Sunday, May 04, 2014

Bowden family’s foster daughter taken by Families SA with just an hour’s notice

Social worker evil again

A PROMINENT Adelaide family had their foster child of seven years ripped from their home with only an hour’s notice just weeks before Chloe Valentine died.

The family and child advocates say it is “sickening” the government department responsible for protecting children put resources into taking this child away from a loving and caring home while leaving another in a toxic environment that led to her death.

Graeme and Jacqueline Bowden, known for their family business Keith Bowden Electrical which Graeme took over from his late father, opened their eastern suburbs home to a 10-month-old baby girl in 2003 whom they love and adore.

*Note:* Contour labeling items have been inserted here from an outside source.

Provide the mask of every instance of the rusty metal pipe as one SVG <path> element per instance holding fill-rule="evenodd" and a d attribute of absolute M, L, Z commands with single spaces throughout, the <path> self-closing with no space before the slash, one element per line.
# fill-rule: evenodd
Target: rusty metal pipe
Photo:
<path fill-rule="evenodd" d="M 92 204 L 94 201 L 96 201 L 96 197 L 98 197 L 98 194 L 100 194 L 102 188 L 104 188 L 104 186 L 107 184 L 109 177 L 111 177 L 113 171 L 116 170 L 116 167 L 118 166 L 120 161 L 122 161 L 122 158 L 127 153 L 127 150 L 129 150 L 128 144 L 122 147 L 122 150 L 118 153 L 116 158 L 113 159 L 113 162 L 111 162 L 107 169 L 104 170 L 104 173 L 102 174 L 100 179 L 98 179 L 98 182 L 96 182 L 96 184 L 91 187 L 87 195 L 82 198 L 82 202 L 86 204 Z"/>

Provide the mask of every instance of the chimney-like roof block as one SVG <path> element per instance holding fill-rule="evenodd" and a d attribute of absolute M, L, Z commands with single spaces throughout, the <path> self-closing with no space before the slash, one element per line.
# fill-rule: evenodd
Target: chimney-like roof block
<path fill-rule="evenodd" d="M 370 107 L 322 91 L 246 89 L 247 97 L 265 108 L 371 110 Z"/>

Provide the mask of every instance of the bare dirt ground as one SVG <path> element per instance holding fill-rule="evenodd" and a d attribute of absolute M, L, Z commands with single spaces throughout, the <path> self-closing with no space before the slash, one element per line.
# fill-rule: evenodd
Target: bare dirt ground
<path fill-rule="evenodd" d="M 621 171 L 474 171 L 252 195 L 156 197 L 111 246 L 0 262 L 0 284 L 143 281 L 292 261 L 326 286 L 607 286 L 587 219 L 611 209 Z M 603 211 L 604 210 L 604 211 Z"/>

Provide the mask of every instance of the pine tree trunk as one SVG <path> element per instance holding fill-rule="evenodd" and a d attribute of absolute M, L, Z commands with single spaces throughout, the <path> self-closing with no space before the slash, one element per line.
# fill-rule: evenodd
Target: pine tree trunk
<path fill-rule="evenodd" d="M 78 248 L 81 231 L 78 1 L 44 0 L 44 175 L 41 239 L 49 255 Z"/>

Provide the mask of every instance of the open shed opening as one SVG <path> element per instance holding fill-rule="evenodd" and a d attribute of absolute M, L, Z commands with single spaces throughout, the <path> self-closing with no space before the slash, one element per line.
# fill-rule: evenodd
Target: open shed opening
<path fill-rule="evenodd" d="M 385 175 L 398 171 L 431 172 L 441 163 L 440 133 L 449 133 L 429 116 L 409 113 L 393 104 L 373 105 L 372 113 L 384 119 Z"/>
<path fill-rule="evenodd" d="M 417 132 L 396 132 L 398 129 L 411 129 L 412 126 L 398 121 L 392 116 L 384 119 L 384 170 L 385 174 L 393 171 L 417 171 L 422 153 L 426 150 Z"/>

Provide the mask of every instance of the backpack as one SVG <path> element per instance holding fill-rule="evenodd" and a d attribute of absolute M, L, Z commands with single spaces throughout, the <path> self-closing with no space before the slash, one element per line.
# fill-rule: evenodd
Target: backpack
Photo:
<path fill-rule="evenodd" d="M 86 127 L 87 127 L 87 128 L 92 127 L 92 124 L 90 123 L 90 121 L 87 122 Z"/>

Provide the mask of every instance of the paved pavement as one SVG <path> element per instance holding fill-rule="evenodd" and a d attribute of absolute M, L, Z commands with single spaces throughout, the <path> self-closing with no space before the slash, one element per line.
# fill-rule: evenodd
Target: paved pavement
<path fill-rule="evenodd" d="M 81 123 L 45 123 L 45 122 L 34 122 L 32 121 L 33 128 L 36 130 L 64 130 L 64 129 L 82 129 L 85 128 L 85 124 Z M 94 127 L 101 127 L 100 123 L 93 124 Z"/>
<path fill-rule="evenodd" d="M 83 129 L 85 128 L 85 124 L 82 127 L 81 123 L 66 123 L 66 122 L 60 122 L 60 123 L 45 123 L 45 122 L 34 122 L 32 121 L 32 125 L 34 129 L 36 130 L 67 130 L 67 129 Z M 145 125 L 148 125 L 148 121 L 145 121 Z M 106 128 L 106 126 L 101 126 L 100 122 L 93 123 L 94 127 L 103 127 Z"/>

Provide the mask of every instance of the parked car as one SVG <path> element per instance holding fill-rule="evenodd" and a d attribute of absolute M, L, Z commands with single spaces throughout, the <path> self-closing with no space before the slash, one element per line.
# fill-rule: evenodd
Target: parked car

She was older sister to their daughter Maya-Rose, 7, sent to a prestigious Adelaide private school and provided one-on-one tutoring to support her learning.

But on December 12, 2011, the Bowdens received a call to meet with Families SA over concerns about their parenting.

At that meeting they were told the 7½-year-old, who they regarded as their daughter, was going to be removed from their home at 5.30pm — it was 4.30pm.

“It was like they were telling us she died. I just felt ill because I though ‘how will she get to sleep because each night I stroke her hair until she falls asleep,” Mrs Bowden said, breaking down in tears.

“It was 5.35pm when they took her. When she was on the front lawn she said ‘see you tomorrow mum’ that just broke my heart because she didn’t understand what was happening.”

The Bowdens were told the child was being removed because the family could not “provide for her future emotional needs”.

The swift action by the department was in stark contrast to the case of four-year-old Chloe who died in January 2012, after she repeatedly tumbled off a 50kg motorbike while under family supervision.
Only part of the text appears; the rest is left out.